When there's a need for something with specific traits and composition at high quality, I've yet to see a model that can deliver that, especially in a reasonable amount of time. It's still way more reliable to just hand a description to a skilled illustrator along w/references and then go back and forth a bit to get a quality result. The illustrator is more expensive, but my time isn't free, so it works out.
I could see that changing in a few years.
Artists no, illustrators and graphic designers yes. They'll mostly become redundant within the next 50 years. With these kind of technologies, people tend to overestimate the short-term effects and severely underestimate the long-term effects.
Is it me or ChatGPT change subtle or sometimes more prominent things? Like ball holding position of the hand, face features like for head, background trees and alike?
It's not you. The model seems to refuse to accurately reproduce details. It changes things and leaves stuff out every time.
I like that they call openai’s image generator ground breaking and then explain that it’s prone to taking eight times longer to generate an image before showing it add a third cat over and over and over again
we build our sandbox just for this use case, fal.ai/sandbox. take the same image/prompt, and compare across tens of models.
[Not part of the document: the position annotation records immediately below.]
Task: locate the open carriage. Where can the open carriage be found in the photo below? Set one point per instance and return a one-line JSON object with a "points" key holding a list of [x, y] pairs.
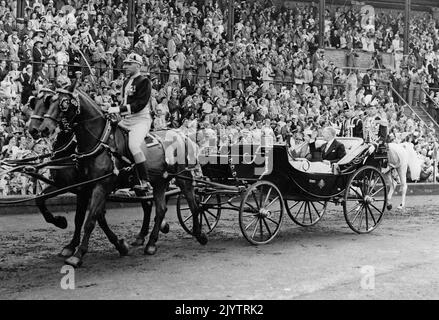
{"points": [[263, 183]]}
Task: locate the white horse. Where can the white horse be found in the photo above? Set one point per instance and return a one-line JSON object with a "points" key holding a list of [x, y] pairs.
{"points": [[401, 156]]}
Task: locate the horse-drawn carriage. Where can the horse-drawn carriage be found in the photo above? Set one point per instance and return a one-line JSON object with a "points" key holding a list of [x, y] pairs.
{"points": [[262, 183]]}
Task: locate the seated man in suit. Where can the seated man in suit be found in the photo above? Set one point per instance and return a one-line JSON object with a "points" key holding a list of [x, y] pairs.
{"points": [[332, 151]]}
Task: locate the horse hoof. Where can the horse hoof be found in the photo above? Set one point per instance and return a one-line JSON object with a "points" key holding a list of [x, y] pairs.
{"points": [[123, 248], [150, 250], [164, 228], [202, 239], [66, 253], [60, 222], [73, 261], [138, 242]]}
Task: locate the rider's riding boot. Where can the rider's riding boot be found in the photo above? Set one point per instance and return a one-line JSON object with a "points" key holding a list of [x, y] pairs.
{"points": [[142, 171]]}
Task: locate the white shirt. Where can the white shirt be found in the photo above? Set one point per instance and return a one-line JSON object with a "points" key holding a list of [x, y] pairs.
{"points": [[128, 87]]}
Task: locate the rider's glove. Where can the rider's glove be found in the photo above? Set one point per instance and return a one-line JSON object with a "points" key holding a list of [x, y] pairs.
{"points": [[113, 110]]}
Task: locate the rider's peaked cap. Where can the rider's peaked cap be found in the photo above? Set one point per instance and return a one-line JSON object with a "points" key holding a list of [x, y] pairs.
{"points": [[134, 58]]}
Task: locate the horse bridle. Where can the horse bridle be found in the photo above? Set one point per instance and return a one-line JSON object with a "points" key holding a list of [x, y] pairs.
{"points": [[70, 99], [42, 94]]}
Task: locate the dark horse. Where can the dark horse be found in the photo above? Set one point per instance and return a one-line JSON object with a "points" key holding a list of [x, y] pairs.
{"points": [[64, 176], [103, 148]]}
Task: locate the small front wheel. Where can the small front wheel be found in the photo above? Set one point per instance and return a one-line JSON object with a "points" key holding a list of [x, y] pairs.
{"points": [[261, 211]]}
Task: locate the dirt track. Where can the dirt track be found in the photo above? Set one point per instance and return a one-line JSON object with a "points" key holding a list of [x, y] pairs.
{"points": [[324, 261]]}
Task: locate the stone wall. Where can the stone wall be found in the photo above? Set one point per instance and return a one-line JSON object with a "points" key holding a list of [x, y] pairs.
{"points": [[338, 56]]}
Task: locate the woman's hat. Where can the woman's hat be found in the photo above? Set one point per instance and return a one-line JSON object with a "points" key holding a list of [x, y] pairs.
{"points": [[134, 58]]}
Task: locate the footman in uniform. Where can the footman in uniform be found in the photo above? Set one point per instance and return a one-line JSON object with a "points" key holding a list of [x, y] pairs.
{"points": [[136, 92]]}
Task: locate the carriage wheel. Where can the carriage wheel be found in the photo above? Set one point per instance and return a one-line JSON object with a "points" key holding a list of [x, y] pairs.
{"points": [[365, 200], [260, 214], [211, 212], [306, 213]]}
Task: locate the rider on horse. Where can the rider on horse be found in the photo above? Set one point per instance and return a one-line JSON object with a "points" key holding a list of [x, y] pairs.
{"points": [[135, 94]]}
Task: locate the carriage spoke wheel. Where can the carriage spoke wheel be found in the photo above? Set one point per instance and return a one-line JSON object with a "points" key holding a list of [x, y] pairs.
{"points": [[306, 213], [260, 214], [365, 200], [210, 213]]}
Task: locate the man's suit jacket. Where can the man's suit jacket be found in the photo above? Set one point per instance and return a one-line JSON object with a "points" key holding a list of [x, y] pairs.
{"points": [[335, 152], [189, 86]]}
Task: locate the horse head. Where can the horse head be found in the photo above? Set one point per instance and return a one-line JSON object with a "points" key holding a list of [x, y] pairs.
{"points": [[40, 105]]}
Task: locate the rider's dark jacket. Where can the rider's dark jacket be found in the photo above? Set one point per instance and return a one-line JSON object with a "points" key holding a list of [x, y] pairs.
{"points": [[137, 96]]}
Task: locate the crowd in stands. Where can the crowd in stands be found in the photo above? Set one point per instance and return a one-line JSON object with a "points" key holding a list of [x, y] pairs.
{"points": [[271, 80]]}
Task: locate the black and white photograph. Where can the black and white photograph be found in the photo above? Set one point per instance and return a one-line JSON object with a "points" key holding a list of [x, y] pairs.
{"points": [[219, 154]]}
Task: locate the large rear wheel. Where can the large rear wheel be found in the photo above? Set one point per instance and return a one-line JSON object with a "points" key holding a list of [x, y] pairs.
{"points": [[210, 206], [261, 211]]}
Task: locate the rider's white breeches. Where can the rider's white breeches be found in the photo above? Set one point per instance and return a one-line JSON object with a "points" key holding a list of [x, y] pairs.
{"points": [[137, 133]]}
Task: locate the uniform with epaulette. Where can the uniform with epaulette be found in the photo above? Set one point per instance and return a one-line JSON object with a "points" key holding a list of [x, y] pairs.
{"points": [[135, 95]]}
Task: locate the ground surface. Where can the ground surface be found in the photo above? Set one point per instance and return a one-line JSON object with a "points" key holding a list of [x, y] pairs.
{"points": [[327, 261]]}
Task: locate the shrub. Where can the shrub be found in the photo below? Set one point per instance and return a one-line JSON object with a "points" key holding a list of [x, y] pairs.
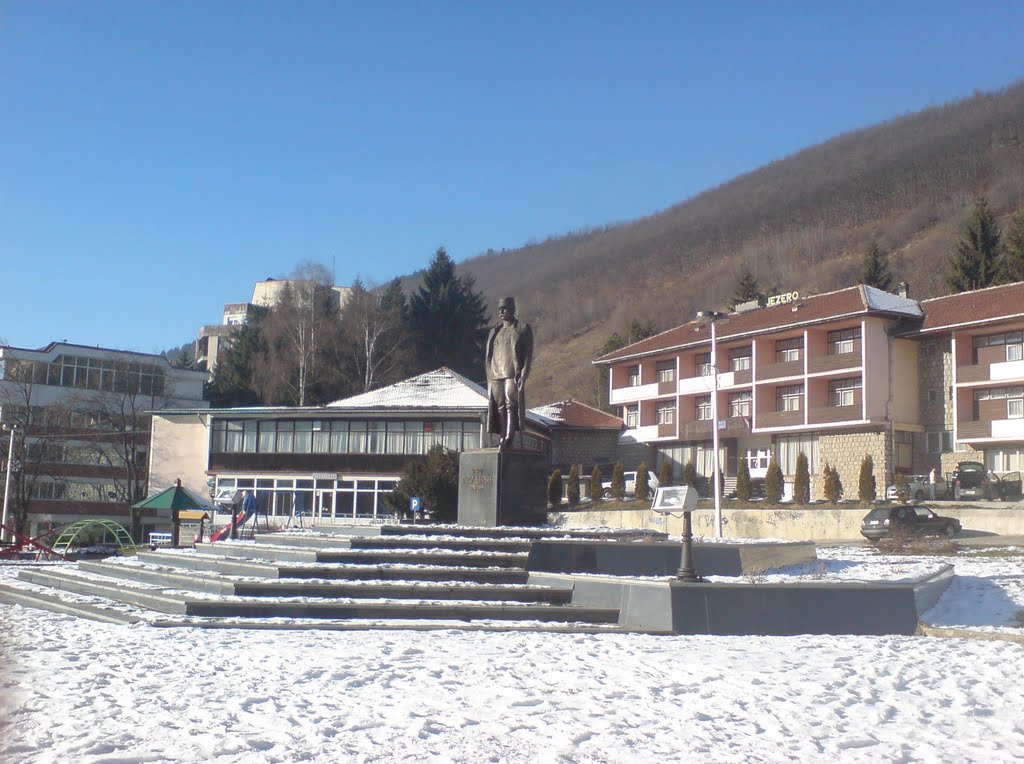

Using gen. ai for filters is stupid, a filter guarantees the same object but filtered, a gen. AI version of this guarantees nothing and an expensive AI bill.
It’s like using gen. ai to do math instead of extracting the numbers from a story and just doing the math with +, -, / and *
This seems to imply that the capabilities being tested are like the descriptive words used in the prompts, but, as a category using random words would be just as valid for exercising the extents of the underlying math. And when I think of that reality I wonder why a list of tests like this should be interesting and to what ends. The repeated nature of the iteration implies that some control or better quality is being sought but the mechanism of exploration is just trial and error and not informative of what would be repeatable success for anyone else in any other circumstance given these discoveries.